[ExI] EP was Sarah Palin
pharos at gmail.com
Thu Jul 22 16:13:24 UTC 2010
On 7/22/10, Keith Henson wrote:
> When looking for the arrow of causality, the earlier events are
> particularly suspect.
> But consider the reverse. Suppose the Irish Catholic women had
> continued to have far more than replacement numbers of children?
> (Much like happens in the Arab/Islamic countries now.)
> Then economic growth never would have gotten ahead of population
> growth. Given the declining prospects for much of the population, do
> you doubt that support for the IRA and related social disruption would
> have continued?
> As humans we tend to look at the obvious (religion fanatics) rather
> then the cause for the fanatics (a bleak future outlook).

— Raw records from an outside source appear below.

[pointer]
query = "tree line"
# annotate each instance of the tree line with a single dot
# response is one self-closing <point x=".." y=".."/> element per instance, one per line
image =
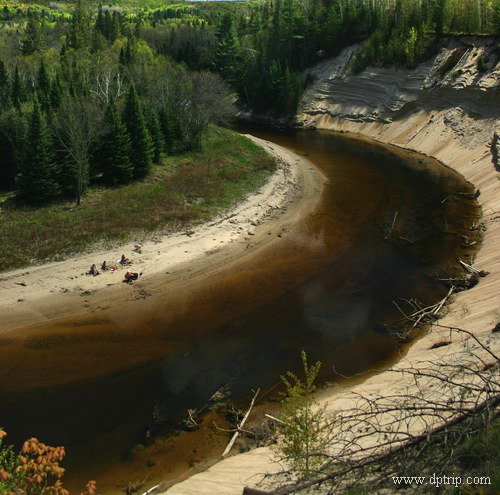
<point x="100" y="109"/>
<point x="96" y="95"/>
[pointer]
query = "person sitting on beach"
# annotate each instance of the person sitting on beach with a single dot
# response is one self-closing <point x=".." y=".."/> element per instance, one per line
<point x="93" y="270"/>
<point x="124" y="260"/>
<point x="130" y="276"/>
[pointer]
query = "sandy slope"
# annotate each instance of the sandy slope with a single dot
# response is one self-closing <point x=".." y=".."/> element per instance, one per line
<point x="57" y="290"/>
<point x="458" y="135"/>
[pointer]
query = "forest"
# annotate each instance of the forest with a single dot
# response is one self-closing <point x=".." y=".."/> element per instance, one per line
<point x="94" y="94"/>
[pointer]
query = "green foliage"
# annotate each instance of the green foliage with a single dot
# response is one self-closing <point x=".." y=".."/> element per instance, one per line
<point x="304" y="435"/>
<point x="116" y="150"/>
<point x="496" y="17"/>
<point x="37" y="181"/>
<point x="182" y="190"/>
<point x="482" y="64"/>
<point x="141" y="146"/>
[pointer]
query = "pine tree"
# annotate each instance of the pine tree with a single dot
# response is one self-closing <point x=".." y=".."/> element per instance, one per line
<point x="4" y="85"/>
<point x="18" y="95"/>
<point x="79" y="33"/>
<point x="115" y="152"/>
<point x="141" y="145"/>
<point x="33" y="39"/>
<point x="171" y="131"/>
<point x="227" y="58"/>
<point x="38" y="180"/>
<point x="43" y="88"/>
<point x="496" y="16"/>
<point x="304" y="435"/>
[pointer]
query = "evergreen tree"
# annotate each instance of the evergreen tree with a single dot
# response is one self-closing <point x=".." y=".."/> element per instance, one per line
<point x="33" y="39"/>
<point x="115" y="151"/>
<point x="55" y="92"/>
<point x="141" y="146"/>
<point x="171" y="130"/>
<point x="496" y="16"/>
<point x="4" y="85"/>
<point x="18" y="95"/>
<point x="38" y="180"/>
<point x="43" y="88"/>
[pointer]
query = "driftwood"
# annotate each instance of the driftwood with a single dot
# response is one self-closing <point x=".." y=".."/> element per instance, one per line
<point x="240" y="426"/>
<point x="471" y="269"/>
<point x="254" y="491"/>
<point x="392" y="226"/>
<point x="421" y="314"/>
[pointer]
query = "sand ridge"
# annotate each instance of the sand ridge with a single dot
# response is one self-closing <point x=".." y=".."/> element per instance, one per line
<point x="458" y="135"/>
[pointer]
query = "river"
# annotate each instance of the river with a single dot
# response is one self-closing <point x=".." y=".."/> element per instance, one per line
<point x="387" y="228"/>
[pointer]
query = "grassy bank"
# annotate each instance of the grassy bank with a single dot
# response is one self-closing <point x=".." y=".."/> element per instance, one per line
<point x="182" y="191"/>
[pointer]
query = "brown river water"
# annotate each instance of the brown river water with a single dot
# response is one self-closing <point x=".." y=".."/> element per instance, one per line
<point x="328" y="288"/>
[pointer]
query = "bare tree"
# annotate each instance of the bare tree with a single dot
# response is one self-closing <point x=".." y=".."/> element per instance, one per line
<point x="78" y="125"/>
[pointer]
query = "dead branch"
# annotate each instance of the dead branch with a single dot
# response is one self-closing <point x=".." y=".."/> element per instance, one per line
<point x="240" y="426"/>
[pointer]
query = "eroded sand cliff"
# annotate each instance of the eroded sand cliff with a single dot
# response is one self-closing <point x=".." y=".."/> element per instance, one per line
<point x="445" y="108"/>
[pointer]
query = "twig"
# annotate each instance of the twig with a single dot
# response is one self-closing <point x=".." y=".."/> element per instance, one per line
<point x="240" y="426"/>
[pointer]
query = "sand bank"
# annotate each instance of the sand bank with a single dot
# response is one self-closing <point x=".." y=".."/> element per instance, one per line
<point x="39" y="294"/>
<point x="449" y="126"/>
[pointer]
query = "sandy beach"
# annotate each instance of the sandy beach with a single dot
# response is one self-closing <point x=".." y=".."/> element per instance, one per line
<point x="38" y="294"/>
<point x="476" y="310"/>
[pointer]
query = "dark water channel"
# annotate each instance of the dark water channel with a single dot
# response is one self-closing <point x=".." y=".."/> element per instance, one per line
<point x="383" y="231"/>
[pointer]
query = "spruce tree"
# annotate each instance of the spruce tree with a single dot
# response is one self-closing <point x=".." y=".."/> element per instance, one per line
<point x="18" y="95"/>
<point x="33" y="39"/>
<point x="38" y="180"/>
<point x="115" y="152"/>
<point x="43" y="88"/>
<point x="4" y="85"/>
<point x="141" y="154"/>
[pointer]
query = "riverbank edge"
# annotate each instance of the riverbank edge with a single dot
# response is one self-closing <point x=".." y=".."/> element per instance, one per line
<point x="44" y="293"/>
<point x="476" y="310"/>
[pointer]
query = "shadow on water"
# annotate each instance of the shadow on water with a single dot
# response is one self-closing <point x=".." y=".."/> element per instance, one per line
<point x="387" y="227"/>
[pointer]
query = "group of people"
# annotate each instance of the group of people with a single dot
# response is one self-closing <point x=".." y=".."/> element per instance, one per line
<point x="129" y="276"/>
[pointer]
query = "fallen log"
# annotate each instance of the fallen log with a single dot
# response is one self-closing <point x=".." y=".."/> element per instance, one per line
<point x="240" y="426"/>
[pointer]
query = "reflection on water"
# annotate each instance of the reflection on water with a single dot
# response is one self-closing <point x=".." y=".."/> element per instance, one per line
<point x="381" y="233"/>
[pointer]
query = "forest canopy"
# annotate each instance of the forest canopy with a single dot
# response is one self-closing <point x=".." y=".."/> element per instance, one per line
<point x="93" y="93"/>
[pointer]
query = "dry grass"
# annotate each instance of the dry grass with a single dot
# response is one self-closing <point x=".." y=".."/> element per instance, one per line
<point x="183" y="190"/>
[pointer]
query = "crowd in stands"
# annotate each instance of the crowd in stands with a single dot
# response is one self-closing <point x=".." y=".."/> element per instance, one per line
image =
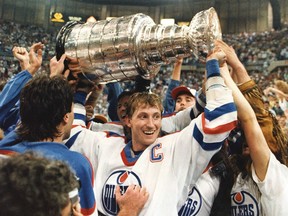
<point x="253" y="49"/>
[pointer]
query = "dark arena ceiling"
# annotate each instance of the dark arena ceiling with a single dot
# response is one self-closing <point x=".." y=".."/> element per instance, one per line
<point x="132" y="2"/>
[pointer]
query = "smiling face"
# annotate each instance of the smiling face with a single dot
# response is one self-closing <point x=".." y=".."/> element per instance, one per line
<point x="145" y="125"/>
<point x="183" y="101"/>
<point x="144" y="119"/>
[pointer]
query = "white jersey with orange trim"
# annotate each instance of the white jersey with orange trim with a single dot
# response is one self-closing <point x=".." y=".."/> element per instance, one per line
<point x="170" y="122"/>
<point x="167" y="167"/>
<point x="245" y="197"/>
<point x="201" y="196"/>
<point x="274" y="188"/>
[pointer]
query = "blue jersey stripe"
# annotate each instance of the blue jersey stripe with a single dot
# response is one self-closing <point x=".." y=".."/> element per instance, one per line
<point x="219" y="111"/>
<point x="206" y="146"/>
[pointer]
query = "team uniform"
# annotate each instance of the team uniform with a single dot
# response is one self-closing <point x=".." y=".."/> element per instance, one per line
<point x="9" y="110"/>
<point x="274" y="189"/>
<point x="245" y="197"/>
<point x="167" y="167"/>
<point x="170" y="122"/>
<point x="201" y="196"/>
<point x="10" y="145"/>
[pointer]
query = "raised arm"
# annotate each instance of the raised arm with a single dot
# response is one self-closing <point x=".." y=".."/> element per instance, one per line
<point x="169" y="102"/>
<point x="258" y="148"/>
<point x="30" y="63"/>
<point x="273" y="134"/>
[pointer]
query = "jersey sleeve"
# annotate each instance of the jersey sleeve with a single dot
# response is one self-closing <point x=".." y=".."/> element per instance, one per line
<point x="177" y="121"/>
<point x="9" y="97"/>
<point x="274" y="188"/>
<point x="196" y="144"/>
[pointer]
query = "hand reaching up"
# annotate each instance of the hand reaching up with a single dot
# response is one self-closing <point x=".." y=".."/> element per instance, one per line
<point x="29" y="61"/>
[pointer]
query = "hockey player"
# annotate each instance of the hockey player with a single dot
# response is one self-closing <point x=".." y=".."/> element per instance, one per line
<point x="166" y="166"/>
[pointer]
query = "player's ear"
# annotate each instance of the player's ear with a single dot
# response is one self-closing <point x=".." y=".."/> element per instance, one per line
<point x="66" y="118"/>
<point x="127" y="121"/>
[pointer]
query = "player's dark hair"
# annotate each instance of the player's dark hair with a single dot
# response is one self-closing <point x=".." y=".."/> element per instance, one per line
<point x="44" y="101"/>
<point x="33" y="185"/>
<point x="124" y="94"/>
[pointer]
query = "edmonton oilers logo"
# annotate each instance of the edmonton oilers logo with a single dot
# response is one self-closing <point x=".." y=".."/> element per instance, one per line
<point x="108" y="191"/>
<point x="244" y="204"/>
<point x="192" y="205"/>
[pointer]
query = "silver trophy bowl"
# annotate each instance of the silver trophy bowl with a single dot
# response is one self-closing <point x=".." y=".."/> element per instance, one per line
<point x="124" y="47"/>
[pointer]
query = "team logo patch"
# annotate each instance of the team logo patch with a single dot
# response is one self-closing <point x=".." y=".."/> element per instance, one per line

I am not arguing against your theory in the context of nations going
to war when the nation faces a choice of starve or war with the
neighbour nation. (Although there could be exceptions even to this
where the nation doesn't have enough young men to fight a war).
What I have difficulty with is stretching the theory to apply to
terrorist groups within a nation. The IRA never had more than a few
thousand members. A tiny fraction of the population. They wanted to
stop the victimisation of Catholics in Northern Ireland by the
Protestants who ran everything. When they achieved that objective they
stopped bombing and shooting. I don't see any need to make the theory
more complex than that.
Take South Africa for example. The ANC (a former terrorist group) now
forms the government and the terrorism has stopped.
Terrorist groups usually arise to fight a specific problem. Once that
problem is solved, the need for terrorism goes away.
This doesn't deny your theory of why nations go to war. I'm just
saying it is a stretch to try and apply it to 'little' local problems.